Palestinian President Yasser Arafat branded the strikes "barbaric", while Israeli Defence Minister Binyamin Ben-Eliezer referred to Arafat as "a cruel enemy".
"Before us is a cruel enemy...because everything that happens in the field is precisely what he wants," Ben-Eliezer told a gathering of his centre-left Labour party.
Israeli Prime Minister Ariel Sharon convened an overnight security meeting with cabinet ministers and security officials to discuss the latest violence.

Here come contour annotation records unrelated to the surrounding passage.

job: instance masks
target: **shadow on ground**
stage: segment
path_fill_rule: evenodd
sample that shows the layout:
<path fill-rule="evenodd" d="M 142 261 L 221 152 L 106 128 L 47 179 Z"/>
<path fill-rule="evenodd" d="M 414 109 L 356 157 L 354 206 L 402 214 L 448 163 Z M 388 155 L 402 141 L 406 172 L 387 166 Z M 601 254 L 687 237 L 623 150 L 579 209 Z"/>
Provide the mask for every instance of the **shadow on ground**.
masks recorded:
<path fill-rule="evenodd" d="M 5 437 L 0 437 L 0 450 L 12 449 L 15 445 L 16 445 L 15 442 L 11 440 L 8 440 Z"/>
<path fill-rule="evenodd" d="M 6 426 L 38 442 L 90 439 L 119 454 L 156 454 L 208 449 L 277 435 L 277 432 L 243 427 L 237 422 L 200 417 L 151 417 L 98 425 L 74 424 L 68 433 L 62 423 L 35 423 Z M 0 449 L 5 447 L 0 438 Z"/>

F-16 and F-15 jets left three Palestinian security headquarters in the Gaza Strip and West Bank in ruins in a pre-dawn bombardment after two Palestinian gunmen entered an Israeli base in Gaza on Saturday and killed three soldiers before they were shot dead.
Two other Palestinians died in the Gaza fighting. In two separate incidents, three members of an Israeli family and an Israeli merchant were shot dead by Palestinian gunmen on roads that straddle the West Bank and the Jewish state proper.

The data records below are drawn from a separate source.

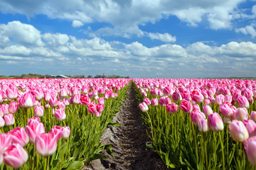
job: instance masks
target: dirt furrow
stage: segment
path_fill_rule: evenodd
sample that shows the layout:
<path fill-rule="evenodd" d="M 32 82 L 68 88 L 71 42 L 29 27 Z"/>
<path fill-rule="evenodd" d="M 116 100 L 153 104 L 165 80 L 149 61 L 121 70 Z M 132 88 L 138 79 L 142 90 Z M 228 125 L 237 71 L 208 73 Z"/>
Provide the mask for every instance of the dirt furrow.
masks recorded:
<path fill-rule="evenodd" d="M 95 160 L 84 169 L 166 169 L 158 154 L 145 149 L 149 140 L 138 104 L 131 84 L 120 112 L 114 118 L 121 125 L 107 128 L 101 138 L 102 143 L 112 145 L 114 157 L 104 152 L 108 159 Z"/>

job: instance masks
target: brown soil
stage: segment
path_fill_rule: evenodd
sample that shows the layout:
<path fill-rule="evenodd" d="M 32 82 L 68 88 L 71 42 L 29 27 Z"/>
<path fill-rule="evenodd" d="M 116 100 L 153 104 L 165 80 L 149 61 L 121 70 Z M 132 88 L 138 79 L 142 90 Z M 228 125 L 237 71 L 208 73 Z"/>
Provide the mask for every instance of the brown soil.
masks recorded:
<path fill-rule="evenodd" d="M 150 143 L 146 135 L 146 131 L 149 131 L 142 125 L 138 104 L 131 84 L 120 112 L 113 118 L 114 122 L 121 125 L 107 128 L 101 137 L 102 143 L 112 144 L 114 157 L 105 151 L 103 153 L 108 159 L 94 160 L 83 167 L 83 170 L 167 169 L 157 154 L 151 149 L 145 149 Z"/>

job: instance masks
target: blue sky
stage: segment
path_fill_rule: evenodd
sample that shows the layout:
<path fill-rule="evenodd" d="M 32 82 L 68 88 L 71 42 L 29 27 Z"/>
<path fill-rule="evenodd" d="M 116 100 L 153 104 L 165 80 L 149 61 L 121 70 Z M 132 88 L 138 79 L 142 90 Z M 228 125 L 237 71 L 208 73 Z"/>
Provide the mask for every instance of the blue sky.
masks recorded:
<path fill-rule="evenodd" d="M 255 3 L 1 0 L 0 74 L 256 76 Z"/>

An armed group linked to Arafat's Fatah faction took responsibility for the two roadway shootings in the West Bank and Israel's response to the four deaths was not far behind.
Israeli helicopters fired seven missiles and destroyed a Palestinian police post in the town of Tulkarm close to the point where clothing merchant Dov Roseman, 58, was killed when he came to trade with Palestinian villagers.
ISRAELI TANKS ATTACK
Israeli tanks also wrecked three Palestinian security posts by shelling in the city of Ramallah, wounding seven people.
The latest attacks lowered the prospect for proposed truce talks between Arafat and Israeli Foreign Minister Shimon Peres, who had agreed last week to meet under German auspices.
Nearly 540 Palestinians and more than 150 Israelis have been killed since a Palestinian uprising against Israeli occupation erupted in late September after peace talks stalled.
One by one, Israelis buried their dead over the weekend, with families largely avoiding the publicity of television cameras.
"When I opened the door I suddenly saw three people in uniform hugging me from every direction, they didn't have to say anything. I understood what happened," said Nissim Anza, father of Major Gil Oz who was killed at the Gaza army base, of the moment when soldiers came to inform him of the death.
"From that moment, let's just say my world has changed, part of it perhaps has gone forever."
Israel said it held Arafat and the Palestinian Authority responsible for the Israeli deaths.
Arafat said the Israeli strikes would not deter the struggle for an independent Palestinian state.
"I repeat that the mountain will not be shaken by the wind," Arafat, in his green military uniform with a sub-machinegun slung over his shoulder, told reporters as he inspected rubble around a ruined security building in Gaza on Sunday.
In separate violence, three Palestinians, including an 11-year-old boy, were wounded during an exchange of fire with Israeli troops near the West Bank town of Bethlehem.